Two of the most important sections of the resume are experience and education. What a job seeker decides to include in these sections can have a huge impact on getting an interview or not. In this post, we will discuss experience and education in terms of resume writing for job seekers. We will also use a fictional job seeker Mary Cessna to point out specific examples.
This is the part of the resume which lists prior job experience. Generally speaking, this part of your resume should only include work for which you were paid. If you are new to the job market, or seeking employment after a very long time at one job, this can be a very daunting part of the resume to write. The first thing to think about, when writing this section of your resume, is what type of formatting you will use in this section—chronological, functional, or mixed. With chronological listing, you will start with your most recent job and move backwards in time. With functional formatting, you list the most relevant job you’ve had, and then list other employment based on the decreasing relevance of each job. As the name suggests, mixed formatting combines the two. Because mixed formatting can seem very scattered, and because it can be confusing to determine the relevance of employment, we’re going to use chronological formatting in this course. Whichever formatting decision you make, be sure to apply it consistently throughout your resume.
For each job listed in this section, you should include the same information, in the same order. If you choose to use bullet points, use them consistently—each instance of bullet point usage should include the same number of points, if possible. For each job, be sure to list all of the following: The name of the company; the city and state where the job was located; the beginning and ending dates of the job; your job title; and your responsibilities at the job. When deciding how many jobs to list, you should either list the most recent three jobs you’ve had, or account for the past ten years.
Mary Cessna might write her Experience section like this: “2001-Present: Office Manager, Smithfield Accounting, Anytown, New York.” Mary might choose to have three bullet points, and she might have them say things like, “Maintain a comprehensive filing system for client records; Manage, route, and distribute communications to and from 75 internal employees; Create spreadsheets, databases, letters and reports using computer software.” You may notice that Mary’s bullet points are all written in the present tense.
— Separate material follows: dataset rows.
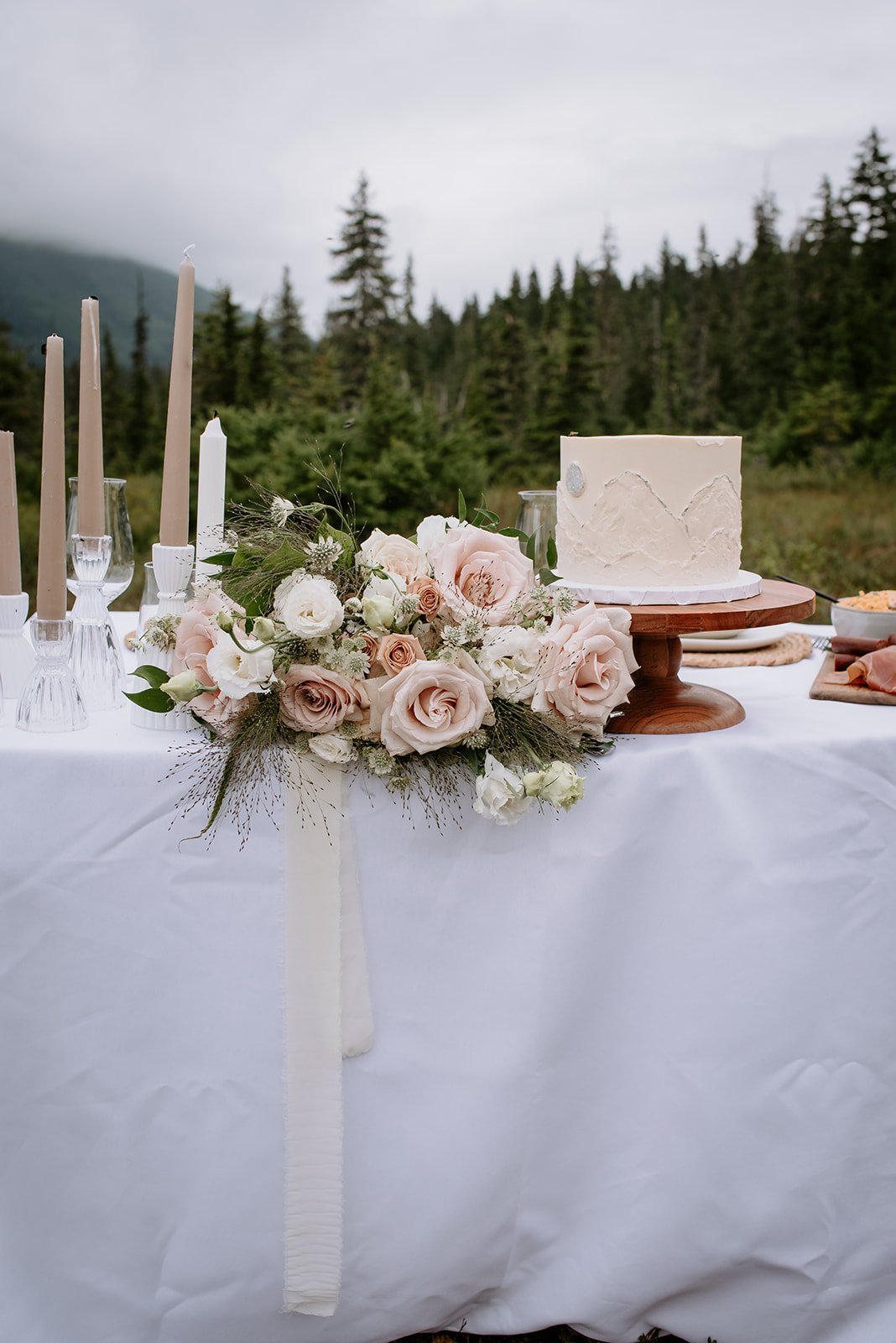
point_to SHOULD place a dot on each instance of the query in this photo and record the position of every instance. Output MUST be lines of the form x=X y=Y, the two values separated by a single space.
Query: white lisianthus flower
x=511 y=655
x=378 y=614
x=307 y=604
x=239 y=672
x=392 y=552
x=331 y=747
x=184 y=687
x=557 y=783
x=280 y=510
x=501 y=794
x=263 y=629
x=432 y=532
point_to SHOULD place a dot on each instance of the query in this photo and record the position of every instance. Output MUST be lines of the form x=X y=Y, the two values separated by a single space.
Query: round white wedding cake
x=652 y=519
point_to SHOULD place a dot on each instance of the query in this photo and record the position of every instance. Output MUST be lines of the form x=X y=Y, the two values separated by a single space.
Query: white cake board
x=701 y=594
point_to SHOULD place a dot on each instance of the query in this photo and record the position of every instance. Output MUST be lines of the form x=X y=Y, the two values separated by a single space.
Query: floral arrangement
x=425 y=661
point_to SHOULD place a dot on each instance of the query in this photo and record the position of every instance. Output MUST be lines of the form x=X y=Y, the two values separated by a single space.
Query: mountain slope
x=42 y=286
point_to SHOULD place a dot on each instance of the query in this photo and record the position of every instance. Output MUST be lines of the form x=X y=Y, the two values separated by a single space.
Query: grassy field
x=829 y=528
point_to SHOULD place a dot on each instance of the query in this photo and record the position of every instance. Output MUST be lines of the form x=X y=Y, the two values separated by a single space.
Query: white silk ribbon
x=327 y=1016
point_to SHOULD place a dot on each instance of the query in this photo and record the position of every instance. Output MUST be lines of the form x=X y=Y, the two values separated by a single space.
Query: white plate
x=742 y=641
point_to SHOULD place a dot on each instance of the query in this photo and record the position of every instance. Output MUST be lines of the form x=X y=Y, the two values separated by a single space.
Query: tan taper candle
x=91 y=507
x=174 y=527
x=9 y=554
x=51 y=547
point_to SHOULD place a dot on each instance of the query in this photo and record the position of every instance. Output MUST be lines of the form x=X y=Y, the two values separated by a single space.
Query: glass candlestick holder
x=174 y=570
x=16 y=651
x=96 y=656
x=49 y=698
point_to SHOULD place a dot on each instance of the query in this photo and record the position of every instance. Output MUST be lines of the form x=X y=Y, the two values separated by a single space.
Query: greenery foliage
x=790 y=342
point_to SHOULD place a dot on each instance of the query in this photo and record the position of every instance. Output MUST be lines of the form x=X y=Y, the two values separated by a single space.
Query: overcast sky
x=494 y=133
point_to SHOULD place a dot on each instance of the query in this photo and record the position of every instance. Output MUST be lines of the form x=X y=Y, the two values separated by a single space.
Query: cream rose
x=313 y=698
x=510 y=656
x=588 y=666
x=482 y=574
x=428 y=705
x=392 y=552
x=428 y=595
x=398 y=651
x=307 y=604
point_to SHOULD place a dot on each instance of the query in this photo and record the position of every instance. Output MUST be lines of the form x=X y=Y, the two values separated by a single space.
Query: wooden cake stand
x=660 y=703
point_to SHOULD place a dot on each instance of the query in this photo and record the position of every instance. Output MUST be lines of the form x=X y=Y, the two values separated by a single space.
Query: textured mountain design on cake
x=632 y=536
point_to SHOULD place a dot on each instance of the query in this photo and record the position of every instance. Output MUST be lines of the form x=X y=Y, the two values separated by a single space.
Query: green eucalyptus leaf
x=154 y=700
x=156 y=676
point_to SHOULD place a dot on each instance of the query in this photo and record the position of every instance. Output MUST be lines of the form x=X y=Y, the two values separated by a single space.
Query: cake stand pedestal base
x=663 y=704
x=660 y=703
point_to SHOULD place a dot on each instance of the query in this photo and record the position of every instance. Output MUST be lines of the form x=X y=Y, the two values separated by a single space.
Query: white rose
x=378 y=614
x=501 y=794
x=237 y=673
x=432 y=530
x=183 y=687
x=331 y=747
x=511 y=657
x=307 y=606
x=392 y=552
x=557 y=783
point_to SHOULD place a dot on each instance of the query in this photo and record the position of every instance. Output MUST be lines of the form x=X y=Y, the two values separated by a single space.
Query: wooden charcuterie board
x=824 y=689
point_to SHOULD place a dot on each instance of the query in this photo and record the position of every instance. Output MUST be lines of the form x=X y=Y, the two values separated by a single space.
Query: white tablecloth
x=635 y=1065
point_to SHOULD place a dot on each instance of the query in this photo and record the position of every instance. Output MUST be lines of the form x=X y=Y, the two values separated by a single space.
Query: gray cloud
x=495 y=134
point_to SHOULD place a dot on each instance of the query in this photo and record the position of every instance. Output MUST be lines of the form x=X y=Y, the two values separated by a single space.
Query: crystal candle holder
x=49 y=698
x=96 y=656
x=174 y=568
x=16 y=651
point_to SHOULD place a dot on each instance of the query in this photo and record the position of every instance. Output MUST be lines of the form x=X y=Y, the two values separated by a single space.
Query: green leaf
x=156 y=676
x=286 y=557
x=154 y=700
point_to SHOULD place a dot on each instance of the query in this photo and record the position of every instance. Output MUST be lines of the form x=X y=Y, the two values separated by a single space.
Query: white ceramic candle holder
x=96 y=655
x=174 y=568
x=49 y=698
x=16 y=651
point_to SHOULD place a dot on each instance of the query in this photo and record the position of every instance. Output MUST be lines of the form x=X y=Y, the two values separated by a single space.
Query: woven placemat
x=790 y=648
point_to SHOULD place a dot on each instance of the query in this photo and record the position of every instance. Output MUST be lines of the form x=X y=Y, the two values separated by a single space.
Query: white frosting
x=652 y=510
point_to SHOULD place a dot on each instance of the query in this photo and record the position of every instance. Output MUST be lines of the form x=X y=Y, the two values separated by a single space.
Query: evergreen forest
x=789 y=342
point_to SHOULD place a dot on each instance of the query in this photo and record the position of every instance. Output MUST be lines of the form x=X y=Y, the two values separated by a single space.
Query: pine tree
x=291 y=342
x=367 y=309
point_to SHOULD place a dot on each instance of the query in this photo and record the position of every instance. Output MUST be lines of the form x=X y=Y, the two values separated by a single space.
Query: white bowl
x=852 y=624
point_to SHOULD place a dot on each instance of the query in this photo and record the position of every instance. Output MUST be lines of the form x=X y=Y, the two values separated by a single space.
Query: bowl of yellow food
x=868 y=615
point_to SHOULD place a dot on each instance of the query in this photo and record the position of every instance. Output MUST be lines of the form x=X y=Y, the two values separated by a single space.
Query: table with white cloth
x=635 y=1065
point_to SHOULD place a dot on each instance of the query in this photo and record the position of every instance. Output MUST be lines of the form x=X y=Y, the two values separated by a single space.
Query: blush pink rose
x=588 y=666
x=396 y=651
x=197 y=635
x=428 y=705
x=313 y=698
x=482 y=574
x=219 y=711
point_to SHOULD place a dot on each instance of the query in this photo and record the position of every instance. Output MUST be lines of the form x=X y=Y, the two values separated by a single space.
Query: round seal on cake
x=575 y=480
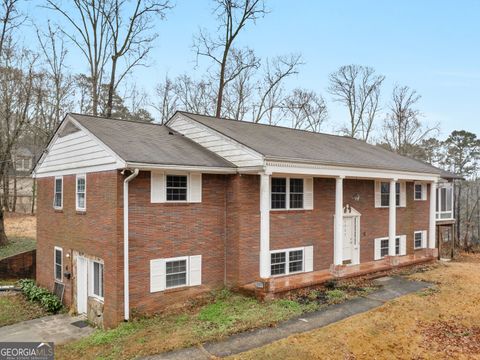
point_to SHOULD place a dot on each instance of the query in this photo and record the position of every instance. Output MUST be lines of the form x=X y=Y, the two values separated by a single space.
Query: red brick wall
x=94 y=232
x=172 y=230
x=243 y=229
x=315 y=227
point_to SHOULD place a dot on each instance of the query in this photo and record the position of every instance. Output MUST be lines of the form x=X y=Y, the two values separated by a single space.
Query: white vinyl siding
x=81 y=193
x=58 y=263
x=159 y=185
x=176 y=272
x=291 y=261
x=419 y=191
x=75 y=151
x=420 y=239
x=382 y=194
x=212 y=140
x=58 y=193
x=382 y=243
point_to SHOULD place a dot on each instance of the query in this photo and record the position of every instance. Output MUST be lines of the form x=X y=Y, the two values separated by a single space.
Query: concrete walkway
x=392 y=287
x=56 y=328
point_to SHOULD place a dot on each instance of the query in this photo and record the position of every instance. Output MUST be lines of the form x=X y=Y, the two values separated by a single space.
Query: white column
x=338 y=232
x=264 y=225
x=392 y=218
x=432 y=223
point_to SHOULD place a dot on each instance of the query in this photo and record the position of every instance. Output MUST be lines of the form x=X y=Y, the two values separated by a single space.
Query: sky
x=432 y=46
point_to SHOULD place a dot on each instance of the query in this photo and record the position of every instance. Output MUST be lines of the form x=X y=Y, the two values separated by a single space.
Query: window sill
x=289 y=210
x=180 y=288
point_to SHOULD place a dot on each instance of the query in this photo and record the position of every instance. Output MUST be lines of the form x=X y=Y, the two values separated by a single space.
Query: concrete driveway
x=56 y=328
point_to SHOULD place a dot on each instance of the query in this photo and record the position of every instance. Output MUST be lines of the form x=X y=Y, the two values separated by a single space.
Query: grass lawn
x=15 y=308
x=441 y=323
x=17 y=246
x=224 y=314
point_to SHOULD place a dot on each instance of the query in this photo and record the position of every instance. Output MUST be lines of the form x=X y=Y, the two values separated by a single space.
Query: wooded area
x=115 y=37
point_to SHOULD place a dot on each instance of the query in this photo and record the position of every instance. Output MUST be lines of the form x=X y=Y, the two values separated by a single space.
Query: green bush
x=34 y=293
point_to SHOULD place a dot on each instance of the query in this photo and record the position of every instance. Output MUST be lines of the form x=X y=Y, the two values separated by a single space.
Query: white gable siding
x=227 y=148
x=74 y=152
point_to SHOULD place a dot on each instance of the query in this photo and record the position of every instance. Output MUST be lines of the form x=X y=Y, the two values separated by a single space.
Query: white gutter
x=126 y=292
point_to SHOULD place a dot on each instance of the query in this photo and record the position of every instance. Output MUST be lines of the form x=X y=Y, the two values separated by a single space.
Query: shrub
x=34 y=293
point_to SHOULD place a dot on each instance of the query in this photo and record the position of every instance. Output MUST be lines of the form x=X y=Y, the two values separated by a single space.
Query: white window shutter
x=308 y=193
x=403 y=194
x=157 y=187
x=403 y=245
x=195 y=187
x=308 y=254
x=157 y=275
x=377 y=194
x=195 y=269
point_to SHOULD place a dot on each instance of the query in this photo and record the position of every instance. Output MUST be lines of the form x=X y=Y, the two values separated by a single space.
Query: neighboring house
x=135 y=217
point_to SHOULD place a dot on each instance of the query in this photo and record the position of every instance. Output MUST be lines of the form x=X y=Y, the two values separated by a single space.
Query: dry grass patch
x=15 y=308
x=441 y=323
x=20 y=225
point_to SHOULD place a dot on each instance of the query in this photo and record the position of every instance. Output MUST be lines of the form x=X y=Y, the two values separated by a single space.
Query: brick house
x=135 y=217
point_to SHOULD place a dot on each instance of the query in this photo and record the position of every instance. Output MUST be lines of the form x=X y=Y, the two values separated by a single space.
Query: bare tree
x=305 y=110
x=91 y=33
x=131 y=36
x=358 y=88
x=269 y=93
x=233 y=16
x=402 y=128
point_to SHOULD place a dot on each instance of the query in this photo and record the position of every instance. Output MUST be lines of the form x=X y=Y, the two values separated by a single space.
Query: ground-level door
x=82 y=283
x=351 y=236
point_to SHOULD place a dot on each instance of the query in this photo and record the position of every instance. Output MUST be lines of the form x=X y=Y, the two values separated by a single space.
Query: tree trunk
x=111 y=88
x=34 y=196
x=3 y=235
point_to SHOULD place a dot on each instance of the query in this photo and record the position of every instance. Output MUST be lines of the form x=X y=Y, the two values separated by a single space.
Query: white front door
x=82 y=266
x=348 y=237
x=351 y=240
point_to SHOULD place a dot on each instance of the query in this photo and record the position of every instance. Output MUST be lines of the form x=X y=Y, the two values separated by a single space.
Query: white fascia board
x=202 y=169
x=223 y=136
x=351 y=172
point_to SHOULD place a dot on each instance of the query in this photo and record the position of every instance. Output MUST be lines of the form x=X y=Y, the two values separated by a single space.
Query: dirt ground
x=439 y=323
x=20 y=225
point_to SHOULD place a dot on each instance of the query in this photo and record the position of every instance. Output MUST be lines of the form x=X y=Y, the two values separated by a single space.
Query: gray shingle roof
x=276 y=142
x=149 y=143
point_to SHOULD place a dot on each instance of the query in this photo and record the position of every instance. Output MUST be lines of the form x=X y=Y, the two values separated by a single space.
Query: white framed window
x=419 y=191
x=382 y=194
x=96 y=279
x=58 y=192
x=58 y=263
x=171 y=273
x=382 y=244
x=444 y=205
x=420 y=239
x=291 y=193
x=81 y=192
x=175 y=187
x=291 y=261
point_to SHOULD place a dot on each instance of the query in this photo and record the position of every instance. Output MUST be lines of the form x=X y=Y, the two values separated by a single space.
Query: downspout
x=126 y=295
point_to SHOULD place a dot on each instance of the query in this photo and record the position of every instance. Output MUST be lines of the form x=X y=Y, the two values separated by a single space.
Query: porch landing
x=274 y=285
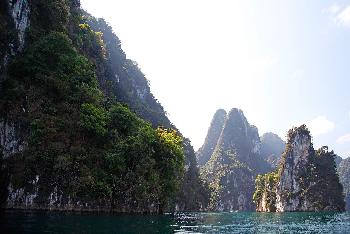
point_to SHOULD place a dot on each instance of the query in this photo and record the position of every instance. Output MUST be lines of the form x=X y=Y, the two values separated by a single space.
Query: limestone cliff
x=344 y=176
x=211 y=140
x=234 y=164
x=272 y=147
x=69 y=98
x=305 y=181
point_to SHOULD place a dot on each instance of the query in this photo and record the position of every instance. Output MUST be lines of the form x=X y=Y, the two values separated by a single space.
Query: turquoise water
x=241 y=222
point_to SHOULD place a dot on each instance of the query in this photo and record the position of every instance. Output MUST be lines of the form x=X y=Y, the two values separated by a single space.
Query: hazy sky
x=282 y=62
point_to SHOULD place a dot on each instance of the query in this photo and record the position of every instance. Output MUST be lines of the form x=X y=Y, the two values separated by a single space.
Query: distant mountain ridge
x=230 y=159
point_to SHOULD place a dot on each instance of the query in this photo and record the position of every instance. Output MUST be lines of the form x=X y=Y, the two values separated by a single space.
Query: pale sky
x=282 y=62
This is only appropriate because Mary is still working at this job.
Even though Mary has accounted for all of her time over the past ten years, let’s say that she wants to add a second job to her resume. Mary should only do this if the second job was something very relevant to the position for which she is now applying. For example, let’s say that, during college, Mary worked part-time as a tax preparer during tax seasons. When Mary lists this job, she should use bullet points to relate that job to the job for which she is currently applying. For example, she might list the following: “1998-2001: Tax Preparer, Blockhead Taxes; New York, New York.” Her bullet points might look like this: “Prepared tax returns for a wide variety of clients; Filed tax returns with the Internal Revenue Service; Maintained a consistent pace of serving 12 clients per 8-hour shift.” You can see that Mary has kept her bullet points consistently written in the past tense, and she has listed bullet points that will be relevant to her current employer—especially if her most recent job didn’t include the relevant duties of preparing and filing tax returns.
Obviously, the purpose of this section of your resume is to communicate your educational history to your potential employer. When writing your educational history, make sure to include the following information: The school you attended; the dates you attended; the certification or degree you attained; and any special awards or honors you received. It is also appropriate to include any professional certifications or training that you have received within the Education section of your resume—including courses from TeachUcomp!
Mary Cessna’s Education section might look like this: “2009-2011: TeachUcomp, Inc.; Online professional education.” For the bullet points, Mary might use things like, “Microsoft Word; Accounting Ethics; QuickBooks.” And then Mary might go on to list her university education. Remember; the trick is to find a way to make everything in your resume relevant. For example, if Mary recently qualified as a stage hand for theater productions, that qualification might not be very relevant to her potential employer at ACME Accounting. Her qualifications in relevant software programs and accounting ethics, however, will be very interesting to ACME Accounting.
It is usually not relevant to list any education prior to college. However, if you went to a special high school, or received any special awards or honors as part of your high school education, it may be relevant to list them. Including your high school education is also a way to add content to your resume if you are new to the job market and your experience is a little light. If this is your situation, you might even consider switching the order of your resume sections around so that your educational information is listed first, with your work experience listed second. This is a very common option for recent college graduates. In fact, some employment professionals suggest that the Education section should precede the Experience section of your resume until you have been out of college for at least three years.